My great-grandmother Mimi lost her mind from too much memory and found it at the rabbi’s grave. To cure her, my grandfather, just a boy, carried her weight on his shoulders two hours each way in the desert.
This is the story my grandfather told us about his childhood in Morocco, though by then he ceased to be a child except in age. I would make him tell it to me again and again in the summers, when we came to Israel for languorous months, or the autumns he and my grandmother would spend in New York, where we had lived since I was a toddler. As a child, I was sometimes afraid of my grandfather, who was fierce and precise, who had a low and rumbling voice, whose edges my grandmother energetically smoothed.
So I would ask him to tell me about Morocco. Some stories he told with a twinkle in his eye: how his grandmother once asked him how many eggs he wanted in his omelet, and when the 7-year-old boldly said 12, she gamely obliged; how his grandfather was rare among the Jews because he was allowed to farm grapes, and they would stomp on the grapes with their feet to make wine.
There was a lot he said he had forgotten, which I later understood to be a choice. He had forgotten how to speak Arabic. He had deleted from his mind so much about his childhood in Agadir, where his parents had migrated from the city of Essaouira, known then as Mogador, seeking opportunity. It wasn’t such a bad thing, to forget; they had a new country to build, all the Jews from around the world together, and no one believed more fervently than Meir Abihasera, from the moment in 1944 his sister’s boyfriend showed him a postcard of Herzl and told him the Holy Land was to be a real country.
And then nature did its own forgetting for him: In 1960, 10 years after he left, an earthquake leveled Agadir, killing about 12,000 people in minutes, including his family members. There’s still a city called Agadir, but the one he remembers is a pile of rocks, a mass grave.
I tried to imagine this place where graves could cure memory sickness. It had to be a magic land. I had little desire to visit the grim landscapes conjured by my European grandparents, whose worlds had been erased through man-made violence. The mysteries lay in Morocco, which people who were not my grandfather said was a paradise for the Jews. How could such a practical man, a man with no use for religion or anything that didn’t clear the bar for rational, believe that a rabbi’s grave had cured his mother? And it was said that my great-grandmother was both a Berber and a Jew. How could that be?
When I got a little older and became a journalist, I begged him to take me there and let me tell the story. I had the crassness of a reporter on the hunt, the necessary obtuseness to probe for more pain. He refused. He wouldn’t go, he said—over and over. His city was gone. Only a few graves remained. “I was never a Moroccan Jew,” he would remind me. “I was a Jew in Morocco.”

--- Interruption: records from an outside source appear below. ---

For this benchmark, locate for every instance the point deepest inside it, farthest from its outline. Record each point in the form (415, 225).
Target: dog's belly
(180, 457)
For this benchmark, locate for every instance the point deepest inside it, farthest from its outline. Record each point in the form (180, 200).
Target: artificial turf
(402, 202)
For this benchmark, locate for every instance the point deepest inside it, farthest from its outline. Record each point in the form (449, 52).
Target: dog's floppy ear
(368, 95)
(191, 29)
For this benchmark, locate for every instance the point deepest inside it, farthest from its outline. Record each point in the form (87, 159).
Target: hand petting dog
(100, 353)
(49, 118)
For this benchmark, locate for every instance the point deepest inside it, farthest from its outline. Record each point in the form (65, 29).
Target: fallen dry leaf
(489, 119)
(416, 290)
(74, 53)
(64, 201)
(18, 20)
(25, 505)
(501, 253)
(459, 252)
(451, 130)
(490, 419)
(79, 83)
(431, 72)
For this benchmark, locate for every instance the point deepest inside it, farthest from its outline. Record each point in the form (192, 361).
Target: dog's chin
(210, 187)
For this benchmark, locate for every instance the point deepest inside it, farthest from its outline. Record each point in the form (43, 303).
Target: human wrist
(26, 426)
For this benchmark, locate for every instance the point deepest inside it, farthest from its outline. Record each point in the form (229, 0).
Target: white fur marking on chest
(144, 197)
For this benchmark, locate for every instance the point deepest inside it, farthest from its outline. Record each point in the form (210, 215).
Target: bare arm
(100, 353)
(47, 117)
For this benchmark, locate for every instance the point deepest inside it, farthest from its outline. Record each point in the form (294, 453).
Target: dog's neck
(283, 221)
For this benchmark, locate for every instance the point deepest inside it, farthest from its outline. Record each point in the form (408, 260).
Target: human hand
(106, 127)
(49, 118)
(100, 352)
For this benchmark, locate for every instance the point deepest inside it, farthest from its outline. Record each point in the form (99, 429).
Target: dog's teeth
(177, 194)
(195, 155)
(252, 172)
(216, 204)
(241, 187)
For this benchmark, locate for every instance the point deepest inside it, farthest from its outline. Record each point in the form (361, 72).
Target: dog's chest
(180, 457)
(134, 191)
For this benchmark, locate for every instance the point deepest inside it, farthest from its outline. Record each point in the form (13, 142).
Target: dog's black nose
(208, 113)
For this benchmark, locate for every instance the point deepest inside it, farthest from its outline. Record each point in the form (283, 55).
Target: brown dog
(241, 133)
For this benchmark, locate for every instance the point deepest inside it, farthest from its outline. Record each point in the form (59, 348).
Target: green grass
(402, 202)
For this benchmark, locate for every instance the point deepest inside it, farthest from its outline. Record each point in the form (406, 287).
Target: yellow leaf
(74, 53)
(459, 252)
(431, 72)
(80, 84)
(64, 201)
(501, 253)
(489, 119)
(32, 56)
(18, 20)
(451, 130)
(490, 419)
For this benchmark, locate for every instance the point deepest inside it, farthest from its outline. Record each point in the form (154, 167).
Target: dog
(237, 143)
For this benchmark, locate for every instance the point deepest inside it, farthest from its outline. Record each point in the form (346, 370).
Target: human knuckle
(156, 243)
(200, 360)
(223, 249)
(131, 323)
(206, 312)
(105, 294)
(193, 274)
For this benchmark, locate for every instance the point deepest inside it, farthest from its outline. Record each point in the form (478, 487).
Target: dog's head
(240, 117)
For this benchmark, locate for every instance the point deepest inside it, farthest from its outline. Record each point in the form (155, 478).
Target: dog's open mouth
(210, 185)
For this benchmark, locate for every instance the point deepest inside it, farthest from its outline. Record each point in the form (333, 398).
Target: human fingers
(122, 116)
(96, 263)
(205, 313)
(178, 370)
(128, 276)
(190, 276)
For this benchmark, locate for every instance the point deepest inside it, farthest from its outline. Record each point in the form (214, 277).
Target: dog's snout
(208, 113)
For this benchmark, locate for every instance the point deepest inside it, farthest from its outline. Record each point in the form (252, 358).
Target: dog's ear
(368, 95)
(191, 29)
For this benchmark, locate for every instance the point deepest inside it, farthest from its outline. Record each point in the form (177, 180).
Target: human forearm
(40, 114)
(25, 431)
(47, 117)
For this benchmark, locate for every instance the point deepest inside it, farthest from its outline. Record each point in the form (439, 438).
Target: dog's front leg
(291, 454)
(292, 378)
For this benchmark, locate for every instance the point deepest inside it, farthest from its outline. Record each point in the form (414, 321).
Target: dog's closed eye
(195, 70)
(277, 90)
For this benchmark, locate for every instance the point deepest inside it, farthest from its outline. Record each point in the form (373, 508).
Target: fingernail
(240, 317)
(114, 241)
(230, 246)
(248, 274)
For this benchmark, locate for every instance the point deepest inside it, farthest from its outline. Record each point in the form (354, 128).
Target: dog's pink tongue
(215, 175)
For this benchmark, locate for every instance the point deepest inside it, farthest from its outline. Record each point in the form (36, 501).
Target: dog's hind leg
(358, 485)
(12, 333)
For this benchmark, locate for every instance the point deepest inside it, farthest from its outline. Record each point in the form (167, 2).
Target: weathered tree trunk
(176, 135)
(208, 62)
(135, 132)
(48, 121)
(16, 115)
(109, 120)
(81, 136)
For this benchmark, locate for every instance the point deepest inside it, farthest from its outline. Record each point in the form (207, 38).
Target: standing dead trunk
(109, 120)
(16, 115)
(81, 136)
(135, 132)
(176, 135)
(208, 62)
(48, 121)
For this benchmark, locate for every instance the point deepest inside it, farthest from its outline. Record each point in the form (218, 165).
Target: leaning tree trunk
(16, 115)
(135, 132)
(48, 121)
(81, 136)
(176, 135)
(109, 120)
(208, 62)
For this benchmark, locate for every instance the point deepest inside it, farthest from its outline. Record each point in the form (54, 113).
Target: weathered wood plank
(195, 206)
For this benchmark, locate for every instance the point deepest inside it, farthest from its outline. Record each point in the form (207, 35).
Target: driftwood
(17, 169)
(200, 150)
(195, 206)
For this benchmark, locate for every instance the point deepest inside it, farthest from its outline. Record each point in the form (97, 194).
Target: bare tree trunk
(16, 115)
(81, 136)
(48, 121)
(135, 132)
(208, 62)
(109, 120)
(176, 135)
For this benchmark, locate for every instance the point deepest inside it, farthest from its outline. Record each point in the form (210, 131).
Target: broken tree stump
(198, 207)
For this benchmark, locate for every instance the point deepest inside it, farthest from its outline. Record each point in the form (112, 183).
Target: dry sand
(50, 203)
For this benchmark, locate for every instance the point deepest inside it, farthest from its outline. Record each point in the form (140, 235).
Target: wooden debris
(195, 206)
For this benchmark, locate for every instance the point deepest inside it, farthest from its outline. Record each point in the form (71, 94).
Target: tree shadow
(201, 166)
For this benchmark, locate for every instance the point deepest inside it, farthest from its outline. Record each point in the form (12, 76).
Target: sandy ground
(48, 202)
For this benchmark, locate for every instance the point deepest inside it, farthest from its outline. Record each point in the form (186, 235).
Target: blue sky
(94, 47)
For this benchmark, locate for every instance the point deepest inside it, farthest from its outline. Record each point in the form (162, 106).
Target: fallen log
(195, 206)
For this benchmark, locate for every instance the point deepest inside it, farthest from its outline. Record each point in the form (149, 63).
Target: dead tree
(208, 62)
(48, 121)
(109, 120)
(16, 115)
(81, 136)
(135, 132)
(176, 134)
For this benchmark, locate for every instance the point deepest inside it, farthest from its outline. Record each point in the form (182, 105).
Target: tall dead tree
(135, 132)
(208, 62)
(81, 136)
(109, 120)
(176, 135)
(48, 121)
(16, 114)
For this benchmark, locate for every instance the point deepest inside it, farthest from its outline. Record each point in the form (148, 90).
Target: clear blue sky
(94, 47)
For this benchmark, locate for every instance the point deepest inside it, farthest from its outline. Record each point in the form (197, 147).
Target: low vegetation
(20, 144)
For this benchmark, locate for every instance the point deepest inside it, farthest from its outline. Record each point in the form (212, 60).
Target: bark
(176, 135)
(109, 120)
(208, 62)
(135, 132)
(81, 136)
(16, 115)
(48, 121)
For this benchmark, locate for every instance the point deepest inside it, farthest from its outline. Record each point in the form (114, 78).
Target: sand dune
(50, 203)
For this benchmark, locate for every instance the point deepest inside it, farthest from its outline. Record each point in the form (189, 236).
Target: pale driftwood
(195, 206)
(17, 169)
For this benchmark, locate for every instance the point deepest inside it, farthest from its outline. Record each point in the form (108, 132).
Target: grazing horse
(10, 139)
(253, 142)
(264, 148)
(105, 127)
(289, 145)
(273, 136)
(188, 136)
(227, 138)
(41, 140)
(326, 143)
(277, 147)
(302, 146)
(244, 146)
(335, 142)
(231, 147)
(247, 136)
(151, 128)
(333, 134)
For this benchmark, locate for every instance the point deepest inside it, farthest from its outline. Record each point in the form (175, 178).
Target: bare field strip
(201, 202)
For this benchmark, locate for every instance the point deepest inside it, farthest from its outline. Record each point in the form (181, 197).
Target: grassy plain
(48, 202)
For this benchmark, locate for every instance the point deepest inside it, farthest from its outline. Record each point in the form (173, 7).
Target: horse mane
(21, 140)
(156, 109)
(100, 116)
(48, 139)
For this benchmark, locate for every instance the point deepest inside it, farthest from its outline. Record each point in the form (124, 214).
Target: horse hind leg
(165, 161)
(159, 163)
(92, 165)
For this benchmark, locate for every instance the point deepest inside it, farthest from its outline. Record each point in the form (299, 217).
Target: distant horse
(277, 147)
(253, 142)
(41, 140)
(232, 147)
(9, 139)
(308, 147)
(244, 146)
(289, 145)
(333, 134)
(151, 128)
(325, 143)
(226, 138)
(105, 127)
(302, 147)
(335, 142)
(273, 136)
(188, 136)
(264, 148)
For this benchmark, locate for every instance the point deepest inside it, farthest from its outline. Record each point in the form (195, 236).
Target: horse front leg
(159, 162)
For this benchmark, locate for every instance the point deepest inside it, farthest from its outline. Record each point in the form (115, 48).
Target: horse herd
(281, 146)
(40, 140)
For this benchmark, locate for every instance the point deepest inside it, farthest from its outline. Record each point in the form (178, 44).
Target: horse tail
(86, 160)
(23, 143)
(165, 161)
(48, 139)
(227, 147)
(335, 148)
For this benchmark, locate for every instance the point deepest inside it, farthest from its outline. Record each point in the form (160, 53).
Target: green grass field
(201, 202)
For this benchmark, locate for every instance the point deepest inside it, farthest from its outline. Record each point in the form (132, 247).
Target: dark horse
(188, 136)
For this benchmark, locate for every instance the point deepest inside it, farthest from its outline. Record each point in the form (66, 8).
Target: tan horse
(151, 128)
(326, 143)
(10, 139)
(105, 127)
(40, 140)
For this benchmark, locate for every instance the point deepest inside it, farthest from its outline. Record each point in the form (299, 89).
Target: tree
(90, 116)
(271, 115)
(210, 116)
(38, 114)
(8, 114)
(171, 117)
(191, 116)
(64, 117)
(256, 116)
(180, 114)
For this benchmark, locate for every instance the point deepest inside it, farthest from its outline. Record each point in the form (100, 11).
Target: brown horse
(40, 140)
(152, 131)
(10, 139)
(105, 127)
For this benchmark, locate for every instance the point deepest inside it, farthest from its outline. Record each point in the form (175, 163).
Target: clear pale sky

I didn’t understand it. My parents had left Israel, the country of their birth, the country my grandfather had endured beatings and imprisonment to reach, though even today my mother will tell you she never really left. But we always came back. Why couldn’t he?
Last year, I decided to go to Morocco myself, while my grandfather could still tell me the stories and draw me maps on napkins. There was a part of me that thought he might change his mind about coming with me, but it turns out he isn’t one to change his mind. He did agree to let me come to his carefully arranged apartment in Rehovot, where he still dreams of my grandmother being alive and at his side again. There, he glanced sideways at my notebook. “You can record,” he said, “but you have to erase it.”
“This is not fiction; it’s a true story.”